KIAA1549-BRAF fusion was found in 32.0% of this large cohort. In our cohort, 55.5% of pilocytic astrocytoma demonstrated fusion gene. Horbinski also reported high incidence of KIAA1549-BRAF fusion in pilocytic astrocytoma [19]. Irrespective of the histological designations, 59.1% of our cerebellar tumors demonstrated BRAF fusion [Suppl. Table 1 (Online Resource 1)]. In other studies, cerebellar tumors were shown to carry BRAF fusion at higher frequency (74.2–89.7%) [19, 21, 63]. There might be a minor racial difference between our series compared to Western series.

There is still debate over the clinical relevance of fusion status. Two studies demonstrated an improved outcome in PLGGs carried KIAA1549-BRAF fusion genes [17, 21]. On the other hand, other reports did not identify the survival benefit of fusion gene [9, 20, 24]. In our study, the presence of KIAA1549-BRAF fusion positive compared to fusion negative was associated with favorable PFS and OS in PLGGs.

MYB alterations including amplifications and rearrangements resulting in elevated MYB protein expression were found in Tatevossian et al.’s [58] series of PLGGs. Whole genome sequencing has also identified 25% of diffuse cerebral gliomas carried abnormalities in MYB and MYBL1 [63]. However, the prognostic values of MYB or MYBL1 alterations have not been explored [28, 39, 63]. In our cohort, MYB amplification was found in ~ 10% of PLGGs, and was associated with a longer PFS. The presence of MYB amplification or KIAA1549-BRAF fusion puts PLGGs into low-risk group.

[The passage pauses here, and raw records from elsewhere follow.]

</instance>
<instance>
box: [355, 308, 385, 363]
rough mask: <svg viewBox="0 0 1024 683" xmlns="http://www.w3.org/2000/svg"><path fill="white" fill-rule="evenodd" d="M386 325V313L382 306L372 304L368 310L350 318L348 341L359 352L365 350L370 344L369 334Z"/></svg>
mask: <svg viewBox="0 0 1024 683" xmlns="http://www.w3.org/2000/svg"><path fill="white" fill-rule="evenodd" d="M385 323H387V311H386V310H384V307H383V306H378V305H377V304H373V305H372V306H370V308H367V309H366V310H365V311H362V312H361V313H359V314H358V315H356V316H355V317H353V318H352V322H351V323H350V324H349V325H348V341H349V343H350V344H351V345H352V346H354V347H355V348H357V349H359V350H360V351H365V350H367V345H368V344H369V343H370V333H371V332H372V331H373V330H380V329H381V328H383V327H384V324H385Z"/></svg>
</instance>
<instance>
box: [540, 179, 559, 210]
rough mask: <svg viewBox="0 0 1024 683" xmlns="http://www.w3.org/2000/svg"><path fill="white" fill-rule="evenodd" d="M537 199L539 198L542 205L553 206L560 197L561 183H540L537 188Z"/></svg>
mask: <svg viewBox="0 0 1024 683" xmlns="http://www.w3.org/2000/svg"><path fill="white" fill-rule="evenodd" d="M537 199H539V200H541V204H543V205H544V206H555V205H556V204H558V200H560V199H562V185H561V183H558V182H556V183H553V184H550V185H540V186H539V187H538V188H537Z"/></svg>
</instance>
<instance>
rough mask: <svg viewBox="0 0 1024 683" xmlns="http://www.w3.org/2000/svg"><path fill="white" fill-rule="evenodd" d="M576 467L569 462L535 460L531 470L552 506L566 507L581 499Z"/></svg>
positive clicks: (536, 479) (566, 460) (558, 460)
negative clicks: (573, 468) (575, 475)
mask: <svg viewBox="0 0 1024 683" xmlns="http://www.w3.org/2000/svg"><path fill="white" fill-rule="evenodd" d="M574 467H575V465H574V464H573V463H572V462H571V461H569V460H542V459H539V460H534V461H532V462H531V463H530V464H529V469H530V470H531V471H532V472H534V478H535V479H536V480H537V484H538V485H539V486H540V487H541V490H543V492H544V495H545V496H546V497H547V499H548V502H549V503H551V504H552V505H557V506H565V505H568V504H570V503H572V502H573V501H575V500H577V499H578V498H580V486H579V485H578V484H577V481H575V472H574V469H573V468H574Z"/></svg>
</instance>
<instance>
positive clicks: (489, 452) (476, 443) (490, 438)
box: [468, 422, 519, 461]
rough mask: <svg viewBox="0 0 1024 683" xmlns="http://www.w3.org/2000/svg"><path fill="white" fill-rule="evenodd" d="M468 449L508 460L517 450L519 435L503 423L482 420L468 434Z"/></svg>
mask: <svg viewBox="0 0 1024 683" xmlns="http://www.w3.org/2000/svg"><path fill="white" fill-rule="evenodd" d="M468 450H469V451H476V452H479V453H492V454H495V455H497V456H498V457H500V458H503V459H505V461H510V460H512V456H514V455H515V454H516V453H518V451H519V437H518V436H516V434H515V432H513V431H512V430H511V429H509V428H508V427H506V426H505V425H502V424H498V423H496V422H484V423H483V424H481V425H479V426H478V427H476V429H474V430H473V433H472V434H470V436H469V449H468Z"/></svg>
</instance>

Further studies by NanoString-based assay, Sanger sequencing, and immunohistochemistry to detect reported fusion/duplication events, FGFR1/IDH mutation, and p53 protein expression have not contributed to the risk scheme. In this series, 78 cases did not demonstrate molecular changes in our biomarkers. These tumors behaved in an intermediate manner between the high- and low-risk groups, and were placed into intermediate-II-risk group.

Given that the molecular biomarkers examined in this study mostly appeared in mutually exclusion fashion, we here propose a diagnostic algorithm for risk stratification of PLGGs as shown in Suppl. Figure 10 (Online Resource 17). First, a tumor should be examined for BRAF fusion and MYB amplification, which are the most common alterations found in this study. The presence of BRAF fusion or MYB amplification puts it into low-risk group. Examination of BRAF V600E and CDKN2A deletion should be proceeded with if the tumor is negative for the two markers. Either BRAF V600E or CDKN2A deletion places the tumor into intermediate-I-risk group. Finally, TERTp mutation, H3F3A mutation, and ATRX loss are determined to separate the intermediate-II-risk and high-risk groups. Assessment of these molecular biomarkers can be achieved in routine clinical laboratory. This panel should aid the clinical management of patients with pediatric low-grade gliomas.